Stupid Legal Threats: You Can't Write About Me Because of Your Blog's Name - tokenadult
http://www.popehat.com/2013/04/23/today-in-unusually-stupid-legal-threats-you-cant-write-about-me-because-of-your-blogs-name/

======
incision
I certainly don't agree with the way the doc has chosen to handle this, but I
sympathize to a degree. There's no shortage of ignorance about how the
Internet works among otherwise educated people.

Also, the author seems a bit disingenuous.

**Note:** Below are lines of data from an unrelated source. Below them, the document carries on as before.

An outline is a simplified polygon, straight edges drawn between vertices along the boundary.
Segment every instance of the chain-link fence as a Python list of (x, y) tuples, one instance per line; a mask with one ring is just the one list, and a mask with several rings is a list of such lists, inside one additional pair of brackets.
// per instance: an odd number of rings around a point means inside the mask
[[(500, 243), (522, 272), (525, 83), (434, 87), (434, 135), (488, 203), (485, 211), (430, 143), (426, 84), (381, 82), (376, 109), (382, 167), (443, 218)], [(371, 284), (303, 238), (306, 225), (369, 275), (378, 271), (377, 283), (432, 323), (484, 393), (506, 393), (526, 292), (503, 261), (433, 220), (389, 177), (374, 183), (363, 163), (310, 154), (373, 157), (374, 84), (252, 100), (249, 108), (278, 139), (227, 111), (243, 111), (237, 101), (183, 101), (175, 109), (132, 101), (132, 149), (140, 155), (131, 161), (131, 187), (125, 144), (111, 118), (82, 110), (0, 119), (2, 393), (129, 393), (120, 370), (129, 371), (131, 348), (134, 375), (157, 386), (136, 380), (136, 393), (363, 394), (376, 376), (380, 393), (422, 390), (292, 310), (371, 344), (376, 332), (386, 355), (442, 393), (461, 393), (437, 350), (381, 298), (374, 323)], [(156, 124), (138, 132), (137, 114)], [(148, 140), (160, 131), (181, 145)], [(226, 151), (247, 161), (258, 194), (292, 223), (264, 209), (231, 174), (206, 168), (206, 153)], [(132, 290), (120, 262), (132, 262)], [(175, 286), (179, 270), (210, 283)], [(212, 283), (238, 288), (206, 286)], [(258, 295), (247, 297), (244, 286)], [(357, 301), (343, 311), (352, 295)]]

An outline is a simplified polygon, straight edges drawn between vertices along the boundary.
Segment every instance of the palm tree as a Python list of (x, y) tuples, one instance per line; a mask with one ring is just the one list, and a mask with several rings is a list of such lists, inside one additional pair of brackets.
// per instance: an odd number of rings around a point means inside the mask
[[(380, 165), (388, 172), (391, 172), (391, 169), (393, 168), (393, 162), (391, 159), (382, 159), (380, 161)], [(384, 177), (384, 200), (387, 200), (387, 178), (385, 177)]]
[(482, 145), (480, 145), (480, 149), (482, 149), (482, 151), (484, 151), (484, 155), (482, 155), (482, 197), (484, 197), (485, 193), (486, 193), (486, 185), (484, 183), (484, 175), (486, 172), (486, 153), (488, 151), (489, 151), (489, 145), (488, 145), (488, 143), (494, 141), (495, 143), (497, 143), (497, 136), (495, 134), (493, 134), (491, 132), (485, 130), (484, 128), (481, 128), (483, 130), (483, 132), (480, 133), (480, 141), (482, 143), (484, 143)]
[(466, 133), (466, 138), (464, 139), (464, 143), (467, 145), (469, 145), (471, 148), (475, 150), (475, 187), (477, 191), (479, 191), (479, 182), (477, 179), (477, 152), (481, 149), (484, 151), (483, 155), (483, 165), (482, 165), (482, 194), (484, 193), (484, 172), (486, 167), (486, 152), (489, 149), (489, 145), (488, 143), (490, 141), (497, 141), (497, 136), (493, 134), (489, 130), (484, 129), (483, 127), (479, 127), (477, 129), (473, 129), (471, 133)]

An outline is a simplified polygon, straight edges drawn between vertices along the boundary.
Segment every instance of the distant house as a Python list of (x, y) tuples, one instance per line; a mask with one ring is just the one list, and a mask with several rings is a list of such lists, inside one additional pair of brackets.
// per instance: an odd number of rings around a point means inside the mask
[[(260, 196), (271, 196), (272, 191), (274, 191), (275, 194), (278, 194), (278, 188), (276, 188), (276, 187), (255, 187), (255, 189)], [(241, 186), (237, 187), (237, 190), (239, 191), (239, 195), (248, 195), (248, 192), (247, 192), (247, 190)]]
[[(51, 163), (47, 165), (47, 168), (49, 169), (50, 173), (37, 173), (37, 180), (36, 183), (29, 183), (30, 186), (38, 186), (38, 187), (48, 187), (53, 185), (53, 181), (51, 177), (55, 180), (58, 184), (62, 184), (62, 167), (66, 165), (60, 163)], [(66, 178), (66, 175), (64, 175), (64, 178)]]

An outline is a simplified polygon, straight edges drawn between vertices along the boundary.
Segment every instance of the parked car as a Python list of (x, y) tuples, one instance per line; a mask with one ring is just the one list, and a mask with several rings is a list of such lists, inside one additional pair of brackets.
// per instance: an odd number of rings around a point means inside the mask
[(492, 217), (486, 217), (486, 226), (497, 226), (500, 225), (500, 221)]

>The web site in question is Retraction Watch. I recently discussed other
foolish threats made against them, and discussed their mission: offering a
_"window on the scientific process"_ by which scientific articles are
criticized, retracted, or modified."

The full statement is _"Tracking retractions as a window into the scientific
process"_. This is a 2200+ word post, seems unlikely those three words had to
be clipped in the interest of brevity.

>He's acted like an angry blustering oaf who is pathologically intolerant of
criticism. Ask yourself — how much do you trust the work of a scientist who
threatens to sue for true reports of peer review of his work? Would you feel
comfortable ingesting a drug developed by a chemist who threatens criminal
charges against someone who reports — truly and accurately — that other
scientists have raised questions about his conclusions? Would you hire a
consultant who makes foolish public legal threats without first acquiring any
grasp whatsoever of the applicable law? Would you invest in a pharmaceutical
company whose Chief Scientific Officer utters civil and criminal threats
against reports of scientific dissent?

That seems unnecessarily nasty.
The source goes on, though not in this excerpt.